27th Annual Confederate Ghost Walk (Charleston) Oct 9, 2017 14:30:55 GMT -5 jason and catherine like this
Post by Graveyardbride on Oct 9, 2017 14:30:55 GMT -5
27th Annual Confederate Ghost Walk Oct. 12-13, 2018
Once again the night will come alive with the history of the past presented by reenactors in period attire revealing a day in the life of some of those buried at Magnolia Cemetery. The 27th Annual Confederate Ghost Walk will take place Friday and Saturday, October 12-13, 2018, beginning at 7:30 p.m. at Charleston’s Magnolia Cemetery. The night will come alive as you are guided among the graves of those who lived and died during those tragic times more than a century-and-a-half ago. All scenarios are historically researched for accuracy. Magnolia Cemetery is located at 70 Cunnington Avenue.
No flashlights, cameras or video equipment are allowed on these tours.

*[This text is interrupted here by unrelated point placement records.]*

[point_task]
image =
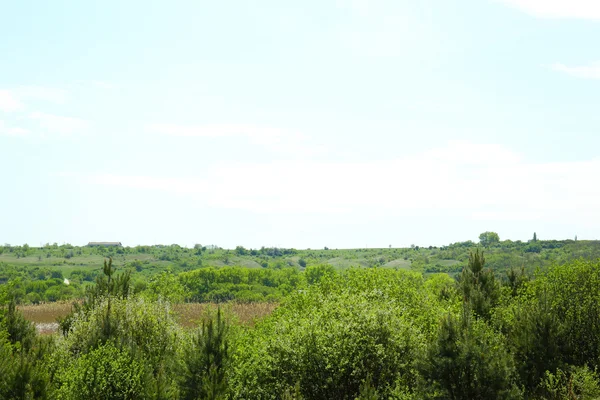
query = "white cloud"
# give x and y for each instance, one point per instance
(12, 131)
(58, 124)
(495, 185)
(572, 9)
(52, 95)
(217, 130)
(8, 102)
(275, 139)
(591, 71)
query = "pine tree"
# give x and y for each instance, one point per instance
(479, 286)
(206, 363)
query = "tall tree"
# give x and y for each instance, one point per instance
(479, 286)
(487, 239)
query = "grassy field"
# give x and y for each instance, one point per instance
(44, 316)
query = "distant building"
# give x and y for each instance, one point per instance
(105, 244)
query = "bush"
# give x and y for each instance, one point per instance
(106, 372)
(468, 361)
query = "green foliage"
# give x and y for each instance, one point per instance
(315, 273)
(240, 284)
(329, 339)
(469, 361)
(107, 372)
(488, 239)
(166, 286)
(576, 383)
(207, 361)
(19, 330)
(478, 286)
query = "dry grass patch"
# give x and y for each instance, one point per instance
(190, 314)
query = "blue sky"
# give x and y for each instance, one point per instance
(339, 123)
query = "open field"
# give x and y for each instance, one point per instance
(188, 314)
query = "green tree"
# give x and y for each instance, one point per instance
(488, 239)
(207, 361)
(478, 286)
(468, 361)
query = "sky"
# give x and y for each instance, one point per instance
(339, 123)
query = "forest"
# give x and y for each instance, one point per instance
(488, 320)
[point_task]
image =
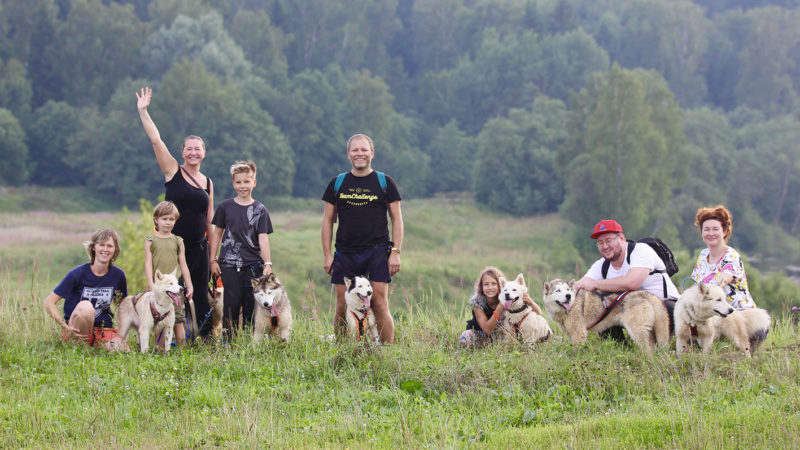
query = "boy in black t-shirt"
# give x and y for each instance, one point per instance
(363, 247)
(242, 226)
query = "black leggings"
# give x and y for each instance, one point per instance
(238, 295)
(197, 261)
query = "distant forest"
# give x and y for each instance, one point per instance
(641, 110)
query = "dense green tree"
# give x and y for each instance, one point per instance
(50, 131)
(310, 113)
(96, 47)
(15, 89)
(452, 154)
(353, 35)
(13, 164)
(437, 27)
(569, 59)
(769, 171)
(625, 144)
(263, 43)
(204, 40)
(515, 164)
(163, 13)
(768, 78)
(503, 74)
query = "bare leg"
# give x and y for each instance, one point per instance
(339, 322)
(380, 306)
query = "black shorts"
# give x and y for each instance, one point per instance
(372, 263)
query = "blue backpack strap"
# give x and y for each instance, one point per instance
(339, 181)
(382, 180)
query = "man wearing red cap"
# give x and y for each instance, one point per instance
(644, 271)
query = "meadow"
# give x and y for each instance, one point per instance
(423, 391)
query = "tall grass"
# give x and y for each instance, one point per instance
(423, 391)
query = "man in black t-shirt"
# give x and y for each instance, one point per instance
(363, 246)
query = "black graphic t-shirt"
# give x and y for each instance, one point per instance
(242, 226)
(82, 284)
(361, 206)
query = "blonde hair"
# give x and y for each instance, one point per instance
(360, 136)
(165, 208)
(719, 213)
(102, 235)
(243, 167)
(493, 272)
(191, 136)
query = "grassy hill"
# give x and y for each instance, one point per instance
(424, 391)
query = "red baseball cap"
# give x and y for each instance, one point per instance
(606, 226)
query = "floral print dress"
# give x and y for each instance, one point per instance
(738, 294)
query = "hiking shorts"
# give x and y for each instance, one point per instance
(372, 263)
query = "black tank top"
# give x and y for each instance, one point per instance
(192, 204)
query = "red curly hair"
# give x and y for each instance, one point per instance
(719, 213)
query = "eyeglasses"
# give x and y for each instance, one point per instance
(606, 242)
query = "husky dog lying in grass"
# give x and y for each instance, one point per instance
(273, 313)
(705, 306)
(641, 313)
(359, 315)
(151, 311)
(523, 321)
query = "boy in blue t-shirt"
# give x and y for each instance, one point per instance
(241, 228)
(88, 291)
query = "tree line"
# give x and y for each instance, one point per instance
(641, 110)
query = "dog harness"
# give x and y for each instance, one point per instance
(360, 324)
(157, 316)
(609, 307)
(516, 325)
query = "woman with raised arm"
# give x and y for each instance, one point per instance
(193, 194)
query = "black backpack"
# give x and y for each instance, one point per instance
(661, 250)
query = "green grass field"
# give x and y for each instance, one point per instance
(424, 391)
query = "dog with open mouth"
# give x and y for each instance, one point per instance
(152, 311)
(359, 316)
(705, 307)
(273, 311)
(641, 313)
(523, 321)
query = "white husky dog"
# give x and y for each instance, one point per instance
(152, 310)
(523, 321)
(706, 307)
(359, 316)
(273, 310)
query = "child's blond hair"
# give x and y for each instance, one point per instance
(165, 208)
(243, 167)
(99, 236)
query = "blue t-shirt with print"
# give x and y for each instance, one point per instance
(82, 284)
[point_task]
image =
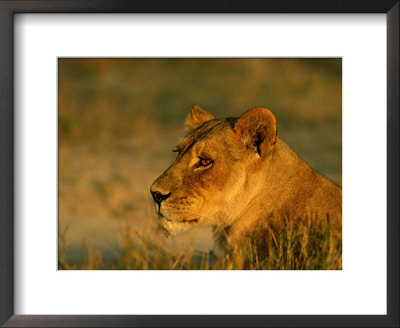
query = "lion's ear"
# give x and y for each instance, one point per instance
(257, 129)
(196, 117)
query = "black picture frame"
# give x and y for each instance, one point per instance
(7, 11)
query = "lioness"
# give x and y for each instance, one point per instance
(236, 174)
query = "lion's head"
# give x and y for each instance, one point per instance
(218, 168)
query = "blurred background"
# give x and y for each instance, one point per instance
(119, 119)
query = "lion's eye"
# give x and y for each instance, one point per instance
(205, 161)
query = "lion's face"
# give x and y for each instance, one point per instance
(209, 178)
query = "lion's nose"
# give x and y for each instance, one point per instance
(159, 197)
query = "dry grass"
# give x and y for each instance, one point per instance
(118, 121)
(299, 245)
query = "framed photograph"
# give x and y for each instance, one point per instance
(191, 164)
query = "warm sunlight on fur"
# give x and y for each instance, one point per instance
(238, 176)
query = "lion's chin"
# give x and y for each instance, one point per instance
(172, 228)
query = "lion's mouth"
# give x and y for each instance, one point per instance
(189, 221)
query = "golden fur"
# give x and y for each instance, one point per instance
(236, 174)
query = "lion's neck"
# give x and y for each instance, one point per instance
(270, 196)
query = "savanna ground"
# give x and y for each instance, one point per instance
(119, 119)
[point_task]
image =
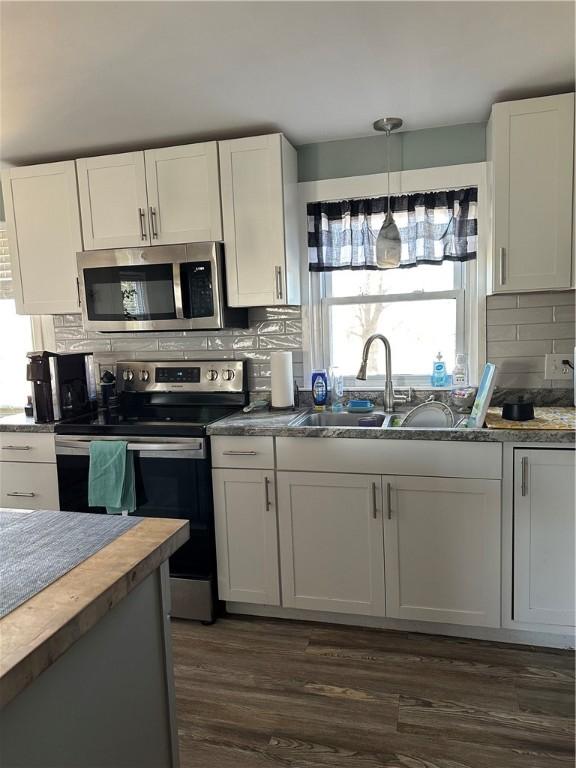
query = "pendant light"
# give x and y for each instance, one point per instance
(388, 244)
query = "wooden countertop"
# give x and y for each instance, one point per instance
(40, 630)
(549, 418)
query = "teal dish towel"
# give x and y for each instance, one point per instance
(111, 477)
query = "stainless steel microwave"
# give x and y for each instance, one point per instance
(158, 288)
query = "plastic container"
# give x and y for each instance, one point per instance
(439, 376)
(336, 389)
(320, 389)
(460, 372)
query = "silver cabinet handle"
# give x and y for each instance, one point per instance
(502, 266)
(153, 223)
(524, 478)
(142, 218)
(278, 276)
(374, 502)
(389, 500)
(267, 493)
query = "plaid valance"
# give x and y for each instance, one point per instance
(434, 227)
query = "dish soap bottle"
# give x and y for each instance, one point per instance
(319, 389)
(439, 376)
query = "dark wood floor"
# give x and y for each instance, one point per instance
(255, 693)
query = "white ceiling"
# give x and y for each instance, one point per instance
(84, 77)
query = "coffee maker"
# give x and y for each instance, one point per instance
(63, 385)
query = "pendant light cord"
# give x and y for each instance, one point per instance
(388, 169)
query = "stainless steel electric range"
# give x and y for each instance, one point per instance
(163, 411)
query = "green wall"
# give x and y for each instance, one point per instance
(450, 145)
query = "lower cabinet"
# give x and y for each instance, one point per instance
(26, 485)
(544, 503)
(442, 548)
(246, 535)
(332, 556)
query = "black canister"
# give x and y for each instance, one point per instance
(518, 409)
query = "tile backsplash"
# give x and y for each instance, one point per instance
(269, 328)
(521, 329)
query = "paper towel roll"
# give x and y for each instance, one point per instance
(282, 380)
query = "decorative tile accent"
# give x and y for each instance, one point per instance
(522, 328)
(186, 343)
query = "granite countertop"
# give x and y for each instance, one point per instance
(37, 632)
(19, 422)
(282, 425)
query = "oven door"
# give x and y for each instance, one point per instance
(173, 480)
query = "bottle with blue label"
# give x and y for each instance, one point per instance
(320, 389)
(439, 376)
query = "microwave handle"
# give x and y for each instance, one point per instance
(177, 283)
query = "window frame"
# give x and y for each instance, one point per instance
(470, 283)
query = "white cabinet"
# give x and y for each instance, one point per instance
(331, 545)
(246, 536)
(544, 536)
(530, 148)
(28, 486)
(44, 236)
(155, 197)
(113, 200)
(442, 545)
(259, 179)
(184, 194)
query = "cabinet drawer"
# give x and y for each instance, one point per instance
(27, 446)
(28, 486)
(426, 458)
(254, 452)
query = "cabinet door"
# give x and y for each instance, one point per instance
(544, 536)
(183, 194)
(28, 486)
(331, 548)
(253, 219)
(113, 201)
(442, 544)
(246, 536)
(44, 236)
(531, 147)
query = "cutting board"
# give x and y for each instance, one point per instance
(544, 418)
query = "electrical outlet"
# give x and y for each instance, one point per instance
(554, 370)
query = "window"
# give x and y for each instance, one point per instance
(420, 310)
(15, 340)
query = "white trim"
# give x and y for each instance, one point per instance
(403, 182)
(494, 634)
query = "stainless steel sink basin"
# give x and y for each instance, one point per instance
(327, 419)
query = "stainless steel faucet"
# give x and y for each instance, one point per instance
(388, 388)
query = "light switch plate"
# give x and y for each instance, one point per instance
(555, 371)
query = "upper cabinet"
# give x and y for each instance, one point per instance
(156, 197)
(259, 181)
(113, 201)
(530, 148)
(44, 236)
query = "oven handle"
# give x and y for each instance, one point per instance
(154, 450)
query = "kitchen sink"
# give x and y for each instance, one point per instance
(328, 419)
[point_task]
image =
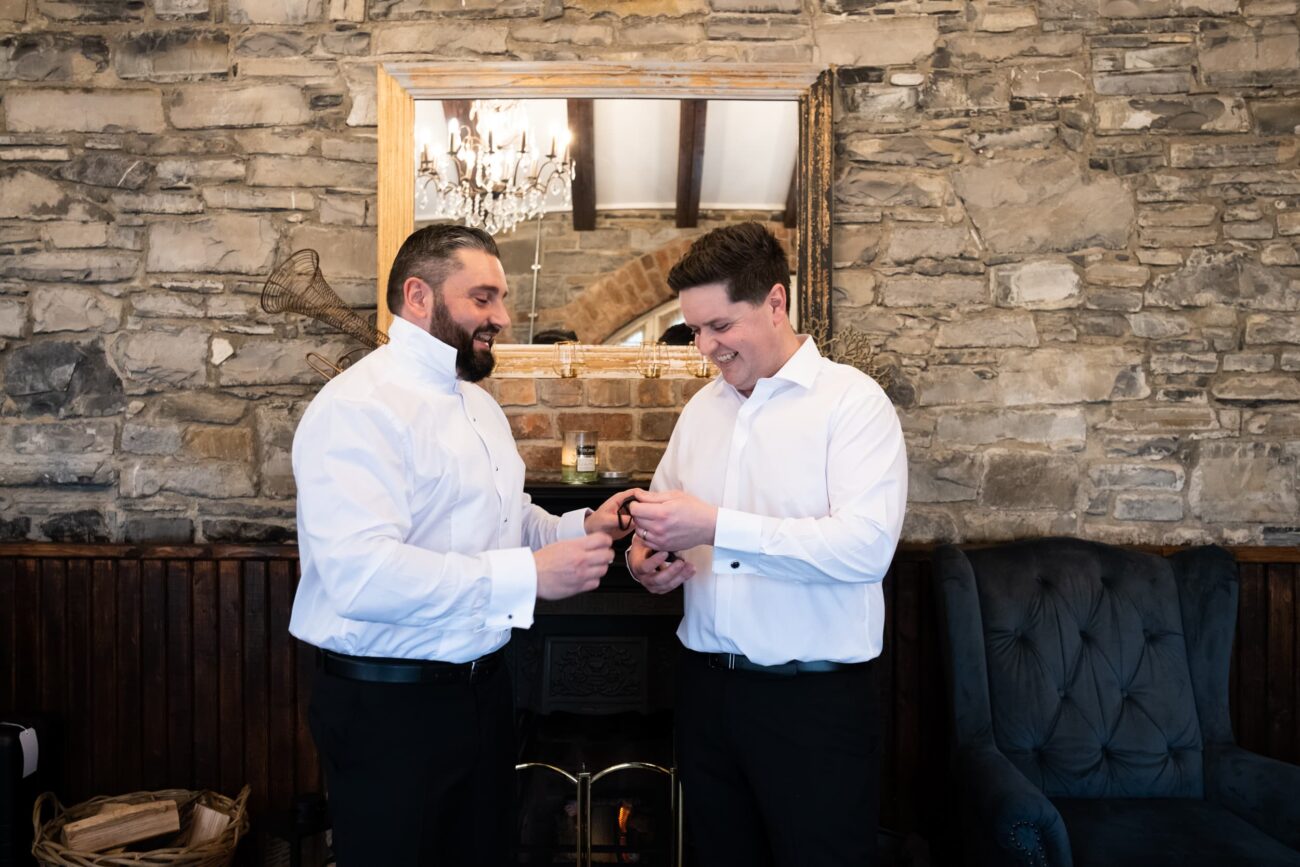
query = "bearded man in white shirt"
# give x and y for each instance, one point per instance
(420, 551)
(781, 495)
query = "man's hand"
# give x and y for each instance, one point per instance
(654, 572)
(674, 520)
(606, 517)
(573, 566)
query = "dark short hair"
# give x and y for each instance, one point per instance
(430, 255)
(746, 258)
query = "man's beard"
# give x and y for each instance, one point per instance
(472, 364)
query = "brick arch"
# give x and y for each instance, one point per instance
(622, 295)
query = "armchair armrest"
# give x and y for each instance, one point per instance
(1013, 819)
(1259, 789)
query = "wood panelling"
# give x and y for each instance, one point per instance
(173, 667)
(161, 667)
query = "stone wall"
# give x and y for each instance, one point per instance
(1073, 225)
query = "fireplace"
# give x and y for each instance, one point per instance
(593, 690)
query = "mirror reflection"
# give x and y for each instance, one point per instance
(592, 200)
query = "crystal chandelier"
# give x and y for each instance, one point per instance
(494, 173)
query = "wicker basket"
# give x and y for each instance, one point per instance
(48, 849)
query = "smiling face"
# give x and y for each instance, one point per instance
(467, 313)
(748, 342)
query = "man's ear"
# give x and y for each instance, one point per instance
(416, 297)
(776, 298)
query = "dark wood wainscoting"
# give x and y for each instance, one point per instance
(173, 667)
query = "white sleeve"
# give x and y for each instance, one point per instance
(354, 473)
(867, 493)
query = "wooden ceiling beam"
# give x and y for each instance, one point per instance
(690, 161)
(581, 113)
(792, 199)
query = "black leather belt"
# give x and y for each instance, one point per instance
(378, 670)
(736, 662)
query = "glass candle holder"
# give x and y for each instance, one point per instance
(568, 359)
(577, 458)
(650, 360)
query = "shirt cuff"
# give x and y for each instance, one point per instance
(512, 573)
(571, 524)
(739, 530)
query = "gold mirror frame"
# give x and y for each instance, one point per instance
(401, 83)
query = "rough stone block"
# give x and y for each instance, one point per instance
(988, 329)
(1136, 476)
(276, 12)
(1136, 83)
(74, 267)
(1248, 362)
(1044, 204)
(51, 57)
(909, 243)
(154, 529)
(172, 55)
(947, 478)
(872, 189)
(157, 360)
(26, 195)
(1235, 53)
(1257, 388)
(215, 105)
(1148, 507)
(1036, 285)
(1229, 278)
(273, 362)
(1173, 115)
(1030, 481)
(453, 42)
(1244, 482)
(151, 438)
(941, 291)
(83, 527)
(311, 172)
(73, 310)
(13, 316)
(1272, 328)
(874, 42)
(1049, 81)
(229, 243)
(63, 378)
(1062, 429)
(1194, 155)
(83, 111)
(1066, 376)
(1177, 215)
(241, 199)
(345, 252)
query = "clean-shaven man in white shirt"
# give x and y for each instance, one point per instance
(781, 494)
(420, 551)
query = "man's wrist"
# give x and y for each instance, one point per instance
(627, 562)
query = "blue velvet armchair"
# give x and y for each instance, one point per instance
(1090, 707)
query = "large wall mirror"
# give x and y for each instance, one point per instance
(602, 173)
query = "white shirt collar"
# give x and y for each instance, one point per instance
(429, 355)
(800, 369)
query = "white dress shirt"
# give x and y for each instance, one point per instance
(414, 528)
(810, 477)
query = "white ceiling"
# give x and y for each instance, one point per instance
(750, 150)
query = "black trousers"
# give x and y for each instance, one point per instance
(778, 770)
(417, 774)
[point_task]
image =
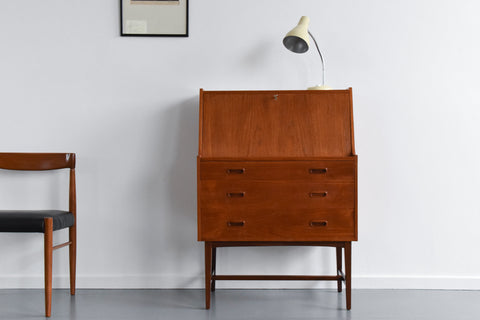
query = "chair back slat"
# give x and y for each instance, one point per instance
(37, 161)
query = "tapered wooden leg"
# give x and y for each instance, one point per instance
(48, 249)
(72, 233)
(208, 273)
(339, 268)
(214, 265)
(348, 273)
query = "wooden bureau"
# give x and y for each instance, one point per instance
(277, 168)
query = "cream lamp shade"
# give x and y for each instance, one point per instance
(297, 41)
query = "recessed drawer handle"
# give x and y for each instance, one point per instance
(318, 194)
(318, 170)
(236, 171)
(322, 223)
(236, 194)
(235, 223)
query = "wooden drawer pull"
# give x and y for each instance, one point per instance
(236, 171)
(322, 223)
(318, 194)
(236, 194)
(235, 223)
(318, 171)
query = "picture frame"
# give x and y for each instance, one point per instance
(154, 18)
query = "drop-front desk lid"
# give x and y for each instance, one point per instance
(271, 124)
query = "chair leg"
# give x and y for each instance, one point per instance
(48, 249)
(208, 273)
(72, 233)
(339, 267)
(348, 273)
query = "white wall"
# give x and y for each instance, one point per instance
(128, 108)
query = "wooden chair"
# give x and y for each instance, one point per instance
(45, 221)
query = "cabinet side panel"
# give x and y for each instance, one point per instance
(200, 127)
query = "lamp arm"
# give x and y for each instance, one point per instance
(321, 58)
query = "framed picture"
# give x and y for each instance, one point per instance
(154, 18)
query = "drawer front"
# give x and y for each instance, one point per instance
(280, 195)
(268, 225)
(315, 171)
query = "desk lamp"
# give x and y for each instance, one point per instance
(297, 41)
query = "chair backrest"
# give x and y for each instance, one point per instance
(44, 161)
(37, 161)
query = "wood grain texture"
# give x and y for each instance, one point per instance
(271, 225)
(276, 123)
(36, 161)
(277, 168)
(48, 250)
(254, 170)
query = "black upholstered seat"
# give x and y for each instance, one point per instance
(45, 221)
(33, 220)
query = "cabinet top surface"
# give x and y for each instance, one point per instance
(276, 123)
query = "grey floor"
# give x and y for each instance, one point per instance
(242, 304)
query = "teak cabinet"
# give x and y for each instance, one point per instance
(277, 168)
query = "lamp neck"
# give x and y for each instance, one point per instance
(321, 58)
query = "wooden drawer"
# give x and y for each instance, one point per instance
(280, 195)
(320, 171)
(272, 225)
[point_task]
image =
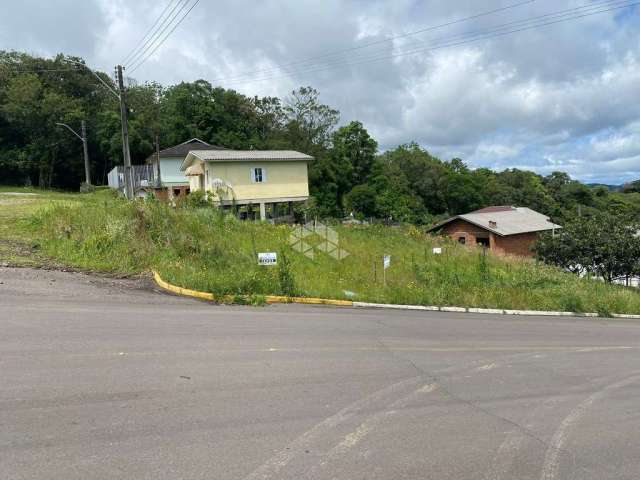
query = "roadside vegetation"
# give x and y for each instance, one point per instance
(203, 249)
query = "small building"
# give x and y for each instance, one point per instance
(161, 173)
(270, 179)
(170, 181)
(502, 229)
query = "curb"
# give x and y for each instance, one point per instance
(494, 311)
(271, 299)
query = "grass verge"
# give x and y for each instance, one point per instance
(204, 250)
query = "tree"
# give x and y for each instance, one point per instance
(604, 245)
(309, 123)
(361, 200)
(354, 152)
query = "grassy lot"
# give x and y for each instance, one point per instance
(205, 250)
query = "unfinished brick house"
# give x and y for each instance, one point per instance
(503, 230)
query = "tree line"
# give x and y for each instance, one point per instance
(349, 175)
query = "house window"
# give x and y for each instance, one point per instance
(258, 175)
(483, 241)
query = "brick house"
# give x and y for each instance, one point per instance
(503, 230)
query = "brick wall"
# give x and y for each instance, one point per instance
(459, 228)
(516, 244)
(511, 245)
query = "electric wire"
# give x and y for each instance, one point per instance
(143, 40)
(473, 37)
(152, 49)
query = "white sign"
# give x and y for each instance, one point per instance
(267, 258)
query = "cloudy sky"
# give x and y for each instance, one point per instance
(565, 96)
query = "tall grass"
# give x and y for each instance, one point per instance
(201, 248)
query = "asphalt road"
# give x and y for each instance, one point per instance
(104, 379)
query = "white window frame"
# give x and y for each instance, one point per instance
(263, 175)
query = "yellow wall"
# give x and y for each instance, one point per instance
(284, 179)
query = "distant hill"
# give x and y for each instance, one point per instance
(612, 188)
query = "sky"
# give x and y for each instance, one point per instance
(563, 96)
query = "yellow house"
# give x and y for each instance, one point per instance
(266, 178)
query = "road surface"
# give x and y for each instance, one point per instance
(105, 379)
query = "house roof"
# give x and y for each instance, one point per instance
(505, 221)
(184, 148)
(244, 156)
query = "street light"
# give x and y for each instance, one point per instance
(83, 138)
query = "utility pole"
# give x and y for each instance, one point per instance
(128, 177)
(87, 171)
(158, 180)
(83, 138)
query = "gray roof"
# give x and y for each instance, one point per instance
(183, 149)
(505, 221)
(249, 155)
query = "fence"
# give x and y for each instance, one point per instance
(143, 176)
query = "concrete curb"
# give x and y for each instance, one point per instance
(271, 299)
(186, 292)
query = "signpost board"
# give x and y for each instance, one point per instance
(386, 263)
(267, 258)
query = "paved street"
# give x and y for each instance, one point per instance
(103, 379)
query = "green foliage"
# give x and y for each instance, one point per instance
(361, 200)
(405, 184)
(604, 245)
(285, 276)
(201, 249)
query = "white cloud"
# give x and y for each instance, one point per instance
(559, 97)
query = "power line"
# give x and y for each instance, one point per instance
(474, 37)
(143, 39)
(165, 38)
(463, 35)
(47, 70)
(381, 41)
(166, 23)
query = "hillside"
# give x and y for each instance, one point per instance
(202, 249)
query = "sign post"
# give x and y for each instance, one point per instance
(386, 263)
(267, 258)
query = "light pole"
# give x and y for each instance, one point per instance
(83, 138)
(120, 95)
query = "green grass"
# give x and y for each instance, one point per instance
(204, 250)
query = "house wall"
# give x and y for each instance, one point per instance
(170, 173)
(459, 228)
(516, 244)
(519, 245)
(283, 179)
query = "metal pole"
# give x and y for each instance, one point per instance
(87, 171)
(158, 180)
(128, 180)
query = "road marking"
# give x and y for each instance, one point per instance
(551, 464)
(368, 425)
(271, 467)
(489, 366)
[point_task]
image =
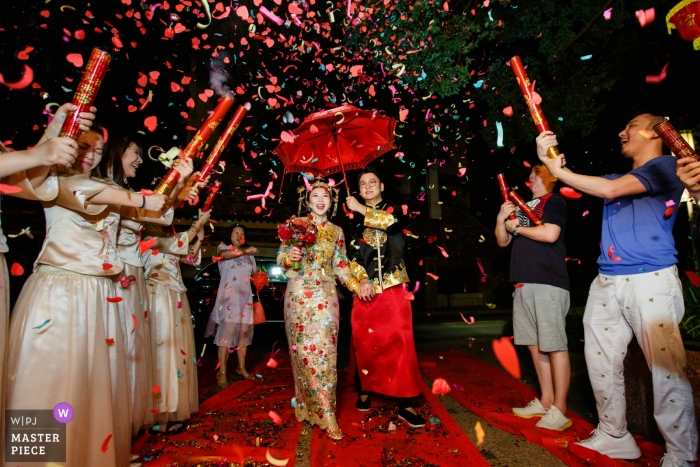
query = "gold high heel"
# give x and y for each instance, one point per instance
(244, 373)
(335, 434)
(224, 383)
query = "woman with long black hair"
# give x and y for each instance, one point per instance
(232, 316)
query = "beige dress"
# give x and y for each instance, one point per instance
(172, 333)
(66, 342)
(46, 192)
(137, 331)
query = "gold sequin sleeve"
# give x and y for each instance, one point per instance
(282, 255)
(358, 272)
(341, 267)
(378, 219)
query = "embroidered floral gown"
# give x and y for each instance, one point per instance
(311, 316)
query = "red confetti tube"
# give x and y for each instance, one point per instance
(85, 95)
(210, 197)
(675, 141)
(195, 145)
(504, 191)
(535, 110)
(524, 207)
(223, 141)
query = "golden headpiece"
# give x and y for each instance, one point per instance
(317, 183)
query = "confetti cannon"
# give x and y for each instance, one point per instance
(532, 100)
(195, 145)
(84, 96)
(524, 207)
(210, 197)
(504, 192)
(213, 158)
(670, 136)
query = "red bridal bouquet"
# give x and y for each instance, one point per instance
(301, 231)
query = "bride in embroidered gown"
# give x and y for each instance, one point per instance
(311, 312)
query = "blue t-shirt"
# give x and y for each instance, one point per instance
(636, 227)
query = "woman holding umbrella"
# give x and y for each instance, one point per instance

Tickets are $20 events.admitoneproducts.com/calendar.php?event_id=282318
Sponsored by The Confederate Heritage Trust, Inc. www.csatrust.org
The Confederate monument (above) stands watch over the graves of hundreds of Confederate soldiers, including five generals and the bodies of 84 men who died at Gettysburg. South Carolina ranks third in Confederate lives lost and it is estimated that more than 3,000 Confederates are buried in the Soldiers Ground and privately-owned plots at Magnolia Cemetery. Many families lost more than one member in this violent conflict. For example, in the Huger family, Daniel Elliott Huger II and his wife, Carolina, lost three sons: Daniel Elliott Huger III, killed in action at Chickamauga; Stephan Proctor Huger, killed in action at Shiloh; and Joseph Proctor Huger, killed in action at Fort Sumter.
PS: While you’re listening to the stories, if you happen to see a child in old-fashioned attire walking with a man in a Confederate uniform that your tour guide doesn’t mention, don't be surprised. What you're seeing is an actual ghost: the spirit of a little girl who drowned in nearby Cooper River after dropping her doll and jumping in to retrieve it. The Confederate soldier is believed to be her father.
Sources: The Confederate Heritage Trust; Magnolia Cemetery; In the Arms of Angels: Magnolia Cemetery- Charleston’s Treasure of History, Mystery and Artistry by Patrick Harwood; and Ghosts and Legends of Charleston by Denise Roffe.